Think Like a Person Before Responding: A Multi-Faceted Evaluation of Persona-Guided LLMs for Countering Hate

Paper · arXiv 2506.04043 · Published June 4, 2025
Sentiment, Semantics, and Toxicity DetectionPersonas and PersonalityPhilosophy and SubjectivityLLM Alignment

Automated counter-narratives (CN) offer a promising strategy for mitigating online hate speech, yet concerns about their affective tone, accessibility and ethical risks remain. We propose a framework for evaluating Large Language Model (LLM)-generated CNs across four dimensions: persona framing, verbosity and readability, affective tone, and ethical robustness. Using GPT-4o-Mini, Cohere’s CommandR-7B, and Meta’s LLaMA 3.1-70B, we assess three prompting strategies on the MT- Conan and HatEval datasets. Our findings reveal that LLM-generated CNs are often verbose and adapted for people with college-level literacy, limiting their accessibility. While emotionally guided prompts yield more empathetic and readable responses, there remain concerns surrounding safety and effectiveness.

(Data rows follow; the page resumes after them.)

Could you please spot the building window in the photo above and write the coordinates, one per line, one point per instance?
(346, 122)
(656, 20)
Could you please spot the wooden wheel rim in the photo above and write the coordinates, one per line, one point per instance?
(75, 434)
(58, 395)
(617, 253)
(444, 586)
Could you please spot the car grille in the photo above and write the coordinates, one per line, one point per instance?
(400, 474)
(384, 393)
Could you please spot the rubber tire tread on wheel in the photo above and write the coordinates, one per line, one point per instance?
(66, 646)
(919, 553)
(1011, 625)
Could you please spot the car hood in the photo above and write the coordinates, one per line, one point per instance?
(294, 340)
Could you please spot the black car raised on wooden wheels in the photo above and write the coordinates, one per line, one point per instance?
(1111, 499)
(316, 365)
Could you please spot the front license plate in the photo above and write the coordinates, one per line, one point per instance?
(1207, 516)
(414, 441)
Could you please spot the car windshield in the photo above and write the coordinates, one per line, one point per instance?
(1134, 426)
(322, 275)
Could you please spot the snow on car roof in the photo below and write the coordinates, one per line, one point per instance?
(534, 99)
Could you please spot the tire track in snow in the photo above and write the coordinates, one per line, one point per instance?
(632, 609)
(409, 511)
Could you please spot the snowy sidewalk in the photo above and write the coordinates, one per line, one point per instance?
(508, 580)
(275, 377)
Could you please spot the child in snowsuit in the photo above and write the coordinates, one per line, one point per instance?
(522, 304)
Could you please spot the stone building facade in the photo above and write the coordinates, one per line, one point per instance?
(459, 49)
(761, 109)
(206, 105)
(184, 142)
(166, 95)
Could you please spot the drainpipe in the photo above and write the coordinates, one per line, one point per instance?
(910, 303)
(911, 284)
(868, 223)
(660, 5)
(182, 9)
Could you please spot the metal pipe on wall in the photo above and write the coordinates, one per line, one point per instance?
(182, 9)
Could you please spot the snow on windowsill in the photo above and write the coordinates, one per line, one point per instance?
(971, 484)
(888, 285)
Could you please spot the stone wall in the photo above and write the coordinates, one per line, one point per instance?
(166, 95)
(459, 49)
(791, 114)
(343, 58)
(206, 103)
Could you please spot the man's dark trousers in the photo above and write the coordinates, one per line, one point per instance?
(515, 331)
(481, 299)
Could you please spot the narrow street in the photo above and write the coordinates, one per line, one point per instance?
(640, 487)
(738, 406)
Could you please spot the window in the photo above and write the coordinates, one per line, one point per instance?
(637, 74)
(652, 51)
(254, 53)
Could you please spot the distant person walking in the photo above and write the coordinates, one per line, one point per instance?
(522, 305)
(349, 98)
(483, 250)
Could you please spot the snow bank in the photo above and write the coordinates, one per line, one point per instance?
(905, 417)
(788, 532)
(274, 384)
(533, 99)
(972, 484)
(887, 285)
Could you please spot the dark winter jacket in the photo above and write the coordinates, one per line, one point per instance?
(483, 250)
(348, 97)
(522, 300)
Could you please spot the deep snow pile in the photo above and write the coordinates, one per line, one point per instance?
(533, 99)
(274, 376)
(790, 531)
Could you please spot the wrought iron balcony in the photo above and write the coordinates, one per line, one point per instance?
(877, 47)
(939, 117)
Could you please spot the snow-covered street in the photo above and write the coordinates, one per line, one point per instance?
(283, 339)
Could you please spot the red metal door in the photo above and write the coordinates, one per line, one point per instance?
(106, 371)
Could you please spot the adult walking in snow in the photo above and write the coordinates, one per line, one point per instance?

Introduction. The rise of online hate speech remains a key concern in Natural Language Processing (NLP) research (Plaza-del Arco et al., 2024), now intensified by social media companies shifting from factchecking to community-driven moderation. One of the ways in which we might address hate speech is by contextualizing through the use of counternarratives (CN), which can not only reinforce values like tolerance but also dispel misinformation about the target groups. However, these moderation approaches have been criticized for being labor intensive, psychologically demanding (Xiang, 2023; Chung et al., 2021), and highly inefficient (Godel et al., 2021), thus increasing the risk of amplifying harmful rhetoric and misinformation that can have serious ramifications. One scalable and ethically grounded strategy to mitigate these risks, is through automatic CN generation: textual responses designed to resist or contradict hateful language (Chung et al., 2023; Schieb and Preuss, 2016)1.

Discussion / Conclusion. Automated CN generation presents a nuanced and complex challenge. Our multi-faceted evaluation reveals several critical insights about LLM prompting, responses and performance. Dual edge nature of emotion guiding: We equally observed that prompts framed with NGO- Emotion consistently produced more verbose, empathetic, and paradoxically more readable responses, suggesting that emotional context may serve as a valuable signal for generating more elaborate, persuasive and accessible responses. Despite Cohere’s capacity at producing the most accessible response, it is the most prone to behavioral inconsistencies sometimes refusing to respond or producing inappropriate content when processing sensitive content. These findings highlight persistent challenges in AI safety and alignment for moderation applications. Our work highlights the complexity and high stakes involved in automating CNs to combat online hate speech. Our findings show that while LLMs are capable of generating emotionally nuanced and readable responses, they often do so at the cost of verbosity and reduced accessibility, especially for people without college education.